In their Correspondence (A different perspective on alternative cleavage and polyadenylation. Nat. Rev. Genet. https://doi.org/10.1038/s41576-019-0198-z (2019))1, Xu and Zhang state that we have written our recent Review on alternative cleavage and polyadenylation (APA) in health and disease (Alternative cleavage and polyadenylation in health and disease. Nat. Rev. Genet. 20, 599–614 (2019))2 under the presumption that APA is generally beneficial or adaptive. This is not the case.

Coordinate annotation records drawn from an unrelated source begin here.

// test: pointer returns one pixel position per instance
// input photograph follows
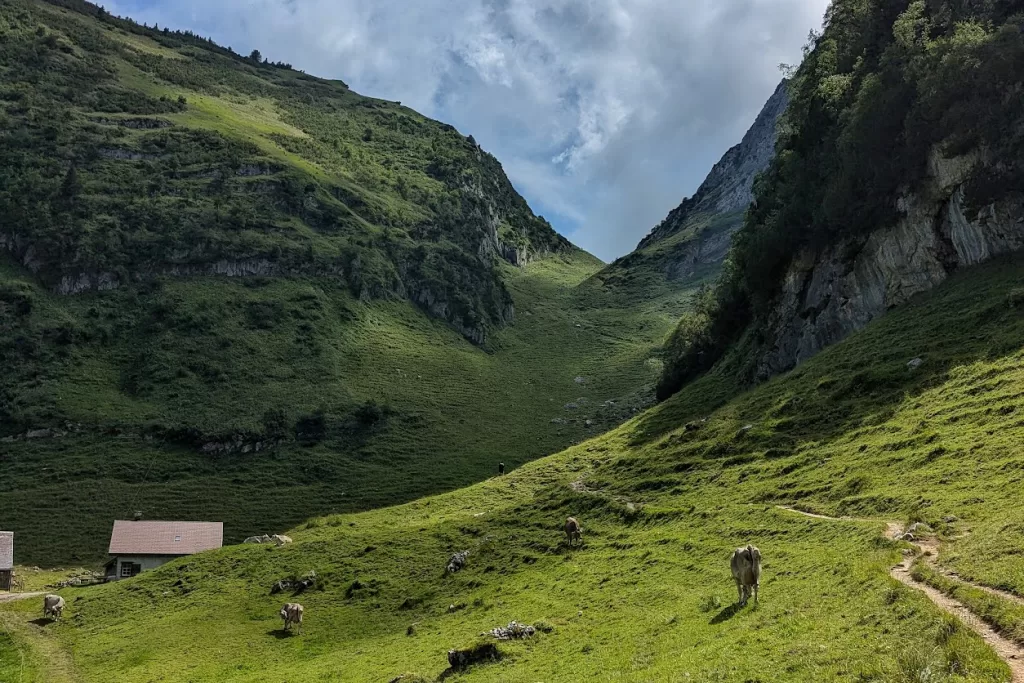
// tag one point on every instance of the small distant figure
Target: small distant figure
(292, 613)
(52, 606)
(572, 530)
(747, 570)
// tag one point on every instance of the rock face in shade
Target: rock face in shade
(698, 231)
(829, 294)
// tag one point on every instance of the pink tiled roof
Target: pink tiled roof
(6, 550)
(153, 538)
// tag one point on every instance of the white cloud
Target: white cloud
(605, 113)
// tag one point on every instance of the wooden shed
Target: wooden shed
(138, 546)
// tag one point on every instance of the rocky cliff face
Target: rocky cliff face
(716, 211)
(826, 295)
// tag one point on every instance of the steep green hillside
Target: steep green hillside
(232, 291)
(663, 500)
(888, 96)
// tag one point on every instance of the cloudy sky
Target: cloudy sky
(605, 114)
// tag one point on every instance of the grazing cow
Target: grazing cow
(747, 570)
(52, 606)
(292, 613)
(572, 530)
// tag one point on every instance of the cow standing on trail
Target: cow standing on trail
(572, 530)
(292, 613)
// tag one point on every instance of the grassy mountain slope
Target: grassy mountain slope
(663, 500)
(232, 291)
(885, 88)
(452, 411)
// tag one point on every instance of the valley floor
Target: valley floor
(854, 432)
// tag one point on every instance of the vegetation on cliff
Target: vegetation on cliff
(883, 86)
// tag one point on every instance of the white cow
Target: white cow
(747, 570)
(292, 613)
(52, 606)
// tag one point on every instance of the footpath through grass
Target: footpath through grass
(663, 501)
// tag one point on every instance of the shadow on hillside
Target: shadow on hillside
(970, 317)
(726, 613)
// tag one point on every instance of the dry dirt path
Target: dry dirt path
(58, 667)
(1008, 650)
(11, 597)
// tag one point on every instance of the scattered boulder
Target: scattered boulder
(513, 631)
(458, 561)
(482, 651)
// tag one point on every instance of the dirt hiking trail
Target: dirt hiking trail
(1008, 650)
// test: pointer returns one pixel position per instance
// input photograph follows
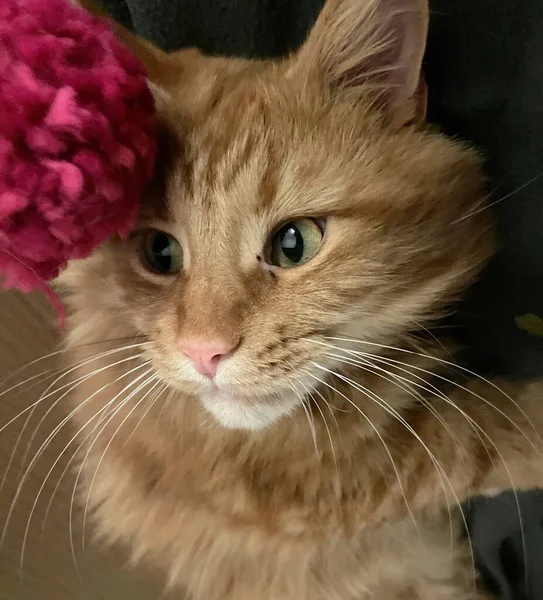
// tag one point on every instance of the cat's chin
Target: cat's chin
(250, 413)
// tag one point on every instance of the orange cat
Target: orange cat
(271, 422)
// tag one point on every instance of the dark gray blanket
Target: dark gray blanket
(484, 68)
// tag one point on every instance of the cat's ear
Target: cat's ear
(361, 45)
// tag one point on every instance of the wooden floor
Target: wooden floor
(47, 570)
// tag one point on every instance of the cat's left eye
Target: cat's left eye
(162, 253)
(295, 243)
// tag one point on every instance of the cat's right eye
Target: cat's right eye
(162, 253)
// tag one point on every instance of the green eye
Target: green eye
(296, 243)
(163, 253)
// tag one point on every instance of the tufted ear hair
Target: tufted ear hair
(358, 45)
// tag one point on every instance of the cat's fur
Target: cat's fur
(235, 497)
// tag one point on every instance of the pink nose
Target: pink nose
(206, 354)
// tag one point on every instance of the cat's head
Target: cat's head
(297, 204)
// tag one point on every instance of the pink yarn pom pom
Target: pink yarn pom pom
(77, 142)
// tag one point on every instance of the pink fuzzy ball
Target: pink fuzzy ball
(77, 142)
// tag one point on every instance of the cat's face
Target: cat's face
(287, 210)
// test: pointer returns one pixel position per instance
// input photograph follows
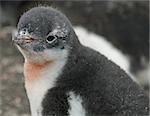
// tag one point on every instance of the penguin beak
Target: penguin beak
(19, 40)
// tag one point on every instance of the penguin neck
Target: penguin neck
(32, 70)
(39, 78)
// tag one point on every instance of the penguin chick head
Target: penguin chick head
(44, 33)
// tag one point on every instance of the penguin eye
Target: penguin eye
(51, 39)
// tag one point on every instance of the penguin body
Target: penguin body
(65, 78)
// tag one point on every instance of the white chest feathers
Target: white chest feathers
(37, 89)
(75, 104)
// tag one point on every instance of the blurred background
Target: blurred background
(117, 29)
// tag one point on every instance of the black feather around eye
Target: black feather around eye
(51, 39)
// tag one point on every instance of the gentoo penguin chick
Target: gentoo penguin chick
(64, 78)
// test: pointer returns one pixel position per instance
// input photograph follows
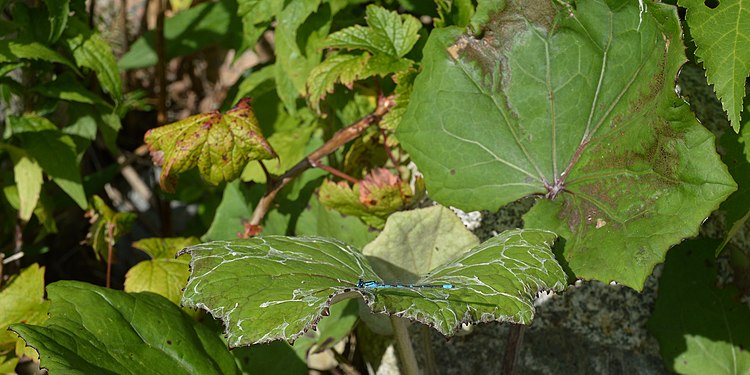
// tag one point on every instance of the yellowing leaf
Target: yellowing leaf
(220, 146)
(722, 38)
(165, 277)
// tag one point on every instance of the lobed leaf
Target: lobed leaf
(220, 146)
(271, 287)
(91, 51)
(302, 26)
(53, 150)
(288, 283)
(415, 242)
(387, 32)
(494, 281)
(94, 330)
(12, 50)
(372, 199)
(21, 301)
(701, 329)
(163, 274)
(256, 17)
(722, 37)
(317, 220)
(339, 68)
(575, 104)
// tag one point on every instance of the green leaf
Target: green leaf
(67, 87)
(339, 68)
(204, 25)
(404, 86)
(163, 274)
(91, 51)
(256, 17)
(289, 136)
(722, 38)
(58, 18)
(737, 207)
(455, 12)
(256, 84)
(21, 300)
(701, 329)
(387, 32)
(107, 226)
(578, 106)
(164, 248)
(165, 277)
(94, 330)
(289, 283)
(12, 50)
(273, 358)
(286, 282)
(53, 150)
(302, 25)
(29, 179)
(317, 220)
(219, 145)
(414, 242)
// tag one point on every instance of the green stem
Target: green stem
(403, 344)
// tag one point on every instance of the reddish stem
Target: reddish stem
(339, 139)
(334, 172)
(110, 241)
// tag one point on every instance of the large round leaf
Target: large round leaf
(574, 103)
(274, 287)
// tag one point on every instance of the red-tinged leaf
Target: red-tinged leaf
(373, 199)
(219, 145)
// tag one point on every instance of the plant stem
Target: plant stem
(430, 365)
(335, 172)
(403, 344)
(513, 348)
(110, 243)
(339, 139)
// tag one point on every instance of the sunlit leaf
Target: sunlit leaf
(53, 150)
(414, 242)
(219, 145)
(386, 32)
(372, 199)
(289, 283)
(94, 330)
(21, 301)
(107, 226)
(163, 274)
(576, 105)
(701, 329)
(29, 179)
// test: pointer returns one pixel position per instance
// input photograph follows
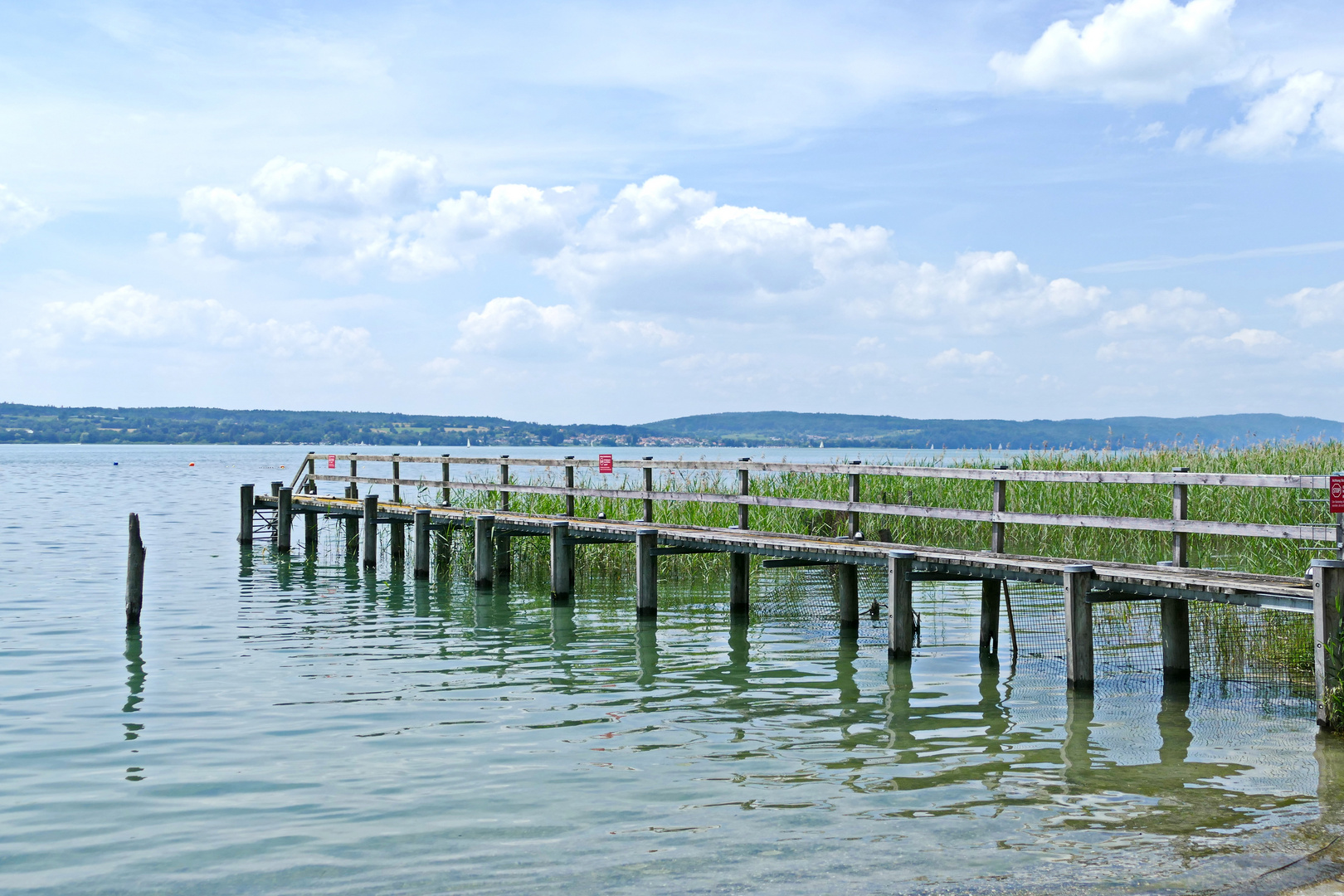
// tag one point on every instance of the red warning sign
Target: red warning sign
(1337, 494)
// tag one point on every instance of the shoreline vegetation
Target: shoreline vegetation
(39, 423)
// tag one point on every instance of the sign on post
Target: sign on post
(1337, 494)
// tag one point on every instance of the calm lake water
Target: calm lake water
(286, 727)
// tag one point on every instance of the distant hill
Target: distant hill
(37, 423)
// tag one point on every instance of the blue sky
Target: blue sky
(621, 212)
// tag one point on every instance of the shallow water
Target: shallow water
(290, 727)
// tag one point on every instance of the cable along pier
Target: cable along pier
(1085, 583)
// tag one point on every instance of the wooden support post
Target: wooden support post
(284, 519)
(569, 484)
(134, 574)
(990, 590)
(901, 609)
(1327, 599)
(485, 551)
(739, 582)
(1079, 625)
(648, 486)
(854, 514)
(245, 519)
(422, 543)
(743, 488)
(645, 572)
(997, 533)
(370, 531)
(847, 594)
(1181, 508)
(562, 579)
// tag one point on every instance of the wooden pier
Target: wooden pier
(1085, 583)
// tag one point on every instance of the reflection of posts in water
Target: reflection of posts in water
(134, 681)
(1079, 719)
(647, 649)
(562, 625)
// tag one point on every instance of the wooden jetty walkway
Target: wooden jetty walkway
(1085, 583)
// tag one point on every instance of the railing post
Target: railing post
(246, 503)
(370, 531)
(901, 611)
(645, 572)
(485, 553)
(561, 561)
(569, 484)
(997, 533)
(854, 499)
(284, 519)
(1327, 598)
(422, 543)
(1079, 625)
(648, 486)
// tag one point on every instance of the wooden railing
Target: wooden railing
(997, 518)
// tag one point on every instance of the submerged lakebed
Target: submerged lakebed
(281, 726)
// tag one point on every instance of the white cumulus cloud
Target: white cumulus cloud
(1132, 51)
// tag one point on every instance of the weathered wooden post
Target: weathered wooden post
(485, 551)
(854, 499)
(245, 519)
(645, 572)
(1327, 599)
(370, 531)
(847, 594)
(134, 574)
(739, 564)
(648, 486)
(997, 533)
(990, 590)
(561, 575)
(421, 543)
(1079, 641)
(901, 610)
(1175, 613)
(569, 484)
(284, 519)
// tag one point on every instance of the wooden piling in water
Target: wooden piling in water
(645, 572)
(990, 590)
(134, 574)
(370, 531)
(1079, 635)
(246, 504)
(847, 594)
(485, 553)
(561, 553)
(284, 519)
(1327, 597)
(901, 611)
(422, 543)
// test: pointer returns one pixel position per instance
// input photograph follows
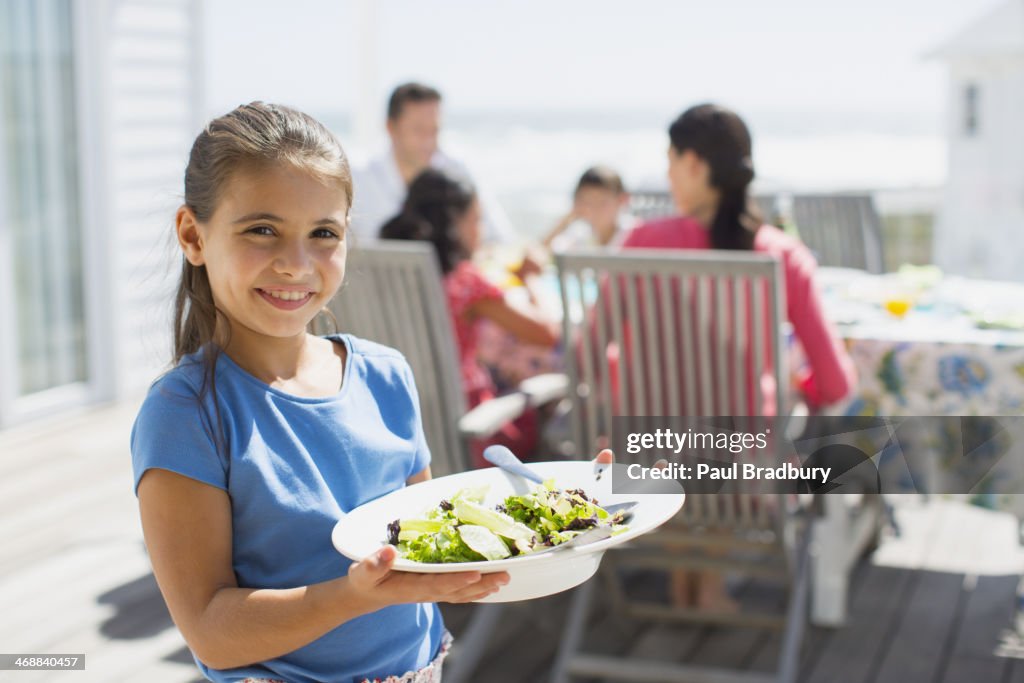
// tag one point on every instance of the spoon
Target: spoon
(501, 457)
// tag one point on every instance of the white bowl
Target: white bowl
(364, 530)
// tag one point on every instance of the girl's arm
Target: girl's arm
(422, 475)
(187, 528)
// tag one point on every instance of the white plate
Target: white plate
(364, 530)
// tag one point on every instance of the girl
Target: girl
(261, 436)
(710, 172)
(444, 211)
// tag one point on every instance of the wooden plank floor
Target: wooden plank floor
(935, 604)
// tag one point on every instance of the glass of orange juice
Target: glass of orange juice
(898, 305)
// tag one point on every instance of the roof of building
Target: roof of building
(999, 32)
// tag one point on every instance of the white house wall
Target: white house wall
(153, 101)
(982, 218)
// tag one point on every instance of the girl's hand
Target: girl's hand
(374, 578)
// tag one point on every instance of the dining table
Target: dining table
(940, 349)
(940, 358)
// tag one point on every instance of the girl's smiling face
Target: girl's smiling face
(273, 249)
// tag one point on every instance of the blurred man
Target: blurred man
(413, 124)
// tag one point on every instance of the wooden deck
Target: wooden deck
(935, 604)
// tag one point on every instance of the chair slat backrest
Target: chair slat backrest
(393, 295)
(694, 334)
(841, 229)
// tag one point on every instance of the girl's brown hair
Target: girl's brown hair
(250, 136)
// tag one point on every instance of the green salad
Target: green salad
(463, 529)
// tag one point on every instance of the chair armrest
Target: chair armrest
(488, 417)
(542, 389)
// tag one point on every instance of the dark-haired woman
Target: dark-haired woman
(710, 170)
(444, 210)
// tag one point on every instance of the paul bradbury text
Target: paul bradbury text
(729, 471)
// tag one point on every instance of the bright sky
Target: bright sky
(853, 56)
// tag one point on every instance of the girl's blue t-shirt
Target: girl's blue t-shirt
(293, 467)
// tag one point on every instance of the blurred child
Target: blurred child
(597, 217)
(444, 210)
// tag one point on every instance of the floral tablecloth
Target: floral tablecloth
(958, 351)
(955, 352)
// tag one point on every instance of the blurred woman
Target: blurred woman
(444, 210)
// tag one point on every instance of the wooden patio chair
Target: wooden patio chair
(682, 325)
(393, 295)
(843, 230)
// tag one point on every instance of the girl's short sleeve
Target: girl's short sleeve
(421, 458)
(173, 431)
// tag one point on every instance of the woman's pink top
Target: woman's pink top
(463, 288)
(829, 375)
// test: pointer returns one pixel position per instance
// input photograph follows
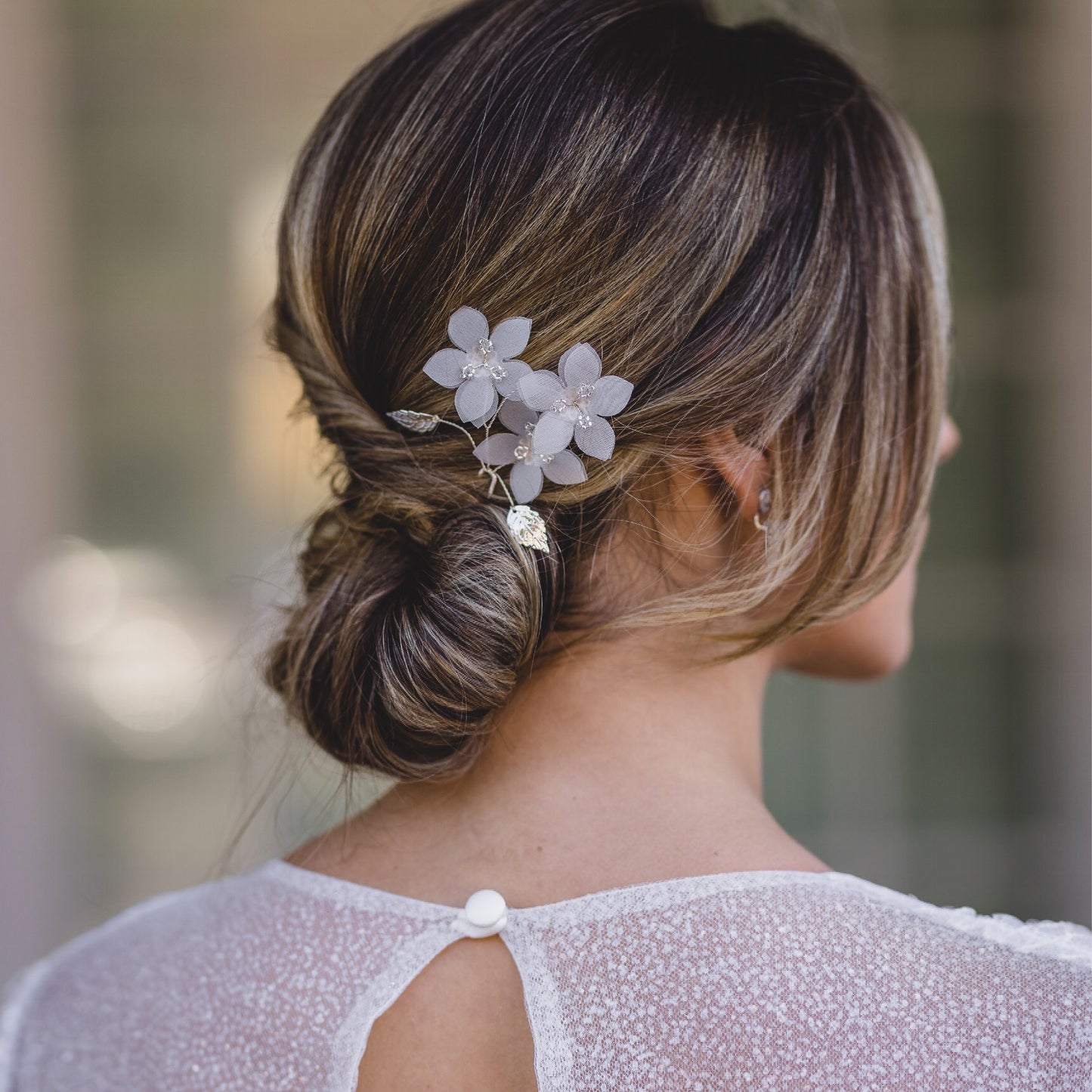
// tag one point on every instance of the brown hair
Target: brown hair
(732, 216)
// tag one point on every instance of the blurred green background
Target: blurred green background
(153, 484)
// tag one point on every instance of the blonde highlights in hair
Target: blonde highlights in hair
(735, 220)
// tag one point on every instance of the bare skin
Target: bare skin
(630, 739)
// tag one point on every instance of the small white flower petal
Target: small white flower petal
(611, 395)
(565, 469)
(476, 398)
(540, 390)
(598, 441)
(446, 367)
(510, 338)
(515, 416)
(582, 365)
(497, 450)
(515, 370)
(552, 434)
(527, 481)
(466, 328)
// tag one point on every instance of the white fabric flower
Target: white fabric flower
(574, 403)
(562, 468)
(483, 365)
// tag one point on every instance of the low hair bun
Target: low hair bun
(399, 654)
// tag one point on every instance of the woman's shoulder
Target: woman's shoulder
(1050, 938)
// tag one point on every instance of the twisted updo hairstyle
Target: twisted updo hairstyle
(732, 216)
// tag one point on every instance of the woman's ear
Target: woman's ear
(744, 469)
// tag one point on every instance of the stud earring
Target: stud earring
(765, 501)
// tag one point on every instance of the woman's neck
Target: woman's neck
(616, 763)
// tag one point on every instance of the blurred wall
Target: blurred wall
(153, 484)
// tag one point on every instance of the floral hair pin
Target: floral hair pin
(542, 411)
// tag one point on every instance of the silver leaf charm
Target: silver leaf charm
(529, 527)
(414, 421)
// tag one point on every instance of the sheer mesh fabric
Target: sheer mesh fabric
(765, 979)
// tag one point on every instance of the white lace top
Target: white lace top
(772, 981)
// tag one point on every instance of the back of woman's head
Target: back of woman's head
(738, 223)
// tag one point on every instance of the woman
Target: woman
(684, 435)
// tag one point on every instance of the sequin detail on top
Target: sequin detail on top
(773, 981)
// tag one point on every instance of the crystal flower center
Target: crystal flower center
(523, 451)
(483, 358)
(572, 404)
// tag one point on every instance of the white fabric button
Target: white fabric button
(484, 914)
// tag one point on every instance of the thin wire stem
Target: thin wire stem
(493, 476)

As we and others have found in early genomics studies of alternative splicing, many alternative isoforms can be explained by ‘noise’ in the processing of closely spaced sites, whose relative efficiency of processing could be predicted from the sequence3. More broadly, it is no longer disputed that stochasticity is pervasive at all steps of gene expression4 and that deep sequencing has brought to light a large number of rare variants with little functional relevance. The extensive discussion around the results of the ENCODE project5 illustrates this point (for example, ref.6). Thus, in contrast with what Xu and Zhang suggest, we are mindful that many of the unique APA variants observed in a genome-wide study are likely the result of imprecision in the selection of processing sites. For this reason, in our studies, we cluster closely spaced RNA 3′ ends that very likely result from imprecise processing, and we typically also require that analysed sites be identified in multiple experiments.

Beyond this, it is important to stress that in the absence of a specific model, such as the one we had for splicing, it is unclear what sort of patterns of isoform expression to expect. Furthermore, ‘noisy’ expression may be, in fact, beneficial in some situations7,8. Establishing whether particular molecular events are adaptive is notoriously difficult, and we thus avoided making claims to that effect in our Review. Instead, we focused on patterns that, in our opinion, warrant further investigation. Specifically, we highlighted (1) the coherent shift toward usage of proximal poly(A) sites in cancers and its potential mechanisms and (2) some examples of changes in poly(A) site usage for which the relationship to the disease has strong experimental support. How a systematic shift towards proximal poly(A) site usage arises in cancers is unclear. We and others hypothesized that specific regulators are involved (for example, refs9,10,11,12), but the question is by no means answered. Once generated, either owing to a general defect in polyadenylation or to the action of specific regulatory proteins, APA isoforms can be co-opted in pathogenic processes, as the IRF5 example illustrates13. Identifying such cases, and especially predicting at what level they affect cellular function, is not trivial. Our efforts to approach this issue are described in a previous study14.

To conclude, we do not hold the view that the majority of unique APA isoforms that are observed in a deep-sequencing study have specific functions. While our Review highlights some known examples of functional isoforms, more remain to be uncovered, as even those APA isoforms that result from noisy processing can play roles in pathogenic processes. Further progress in the field requires approaches for identifying functional variants and the mechanisms that generate them.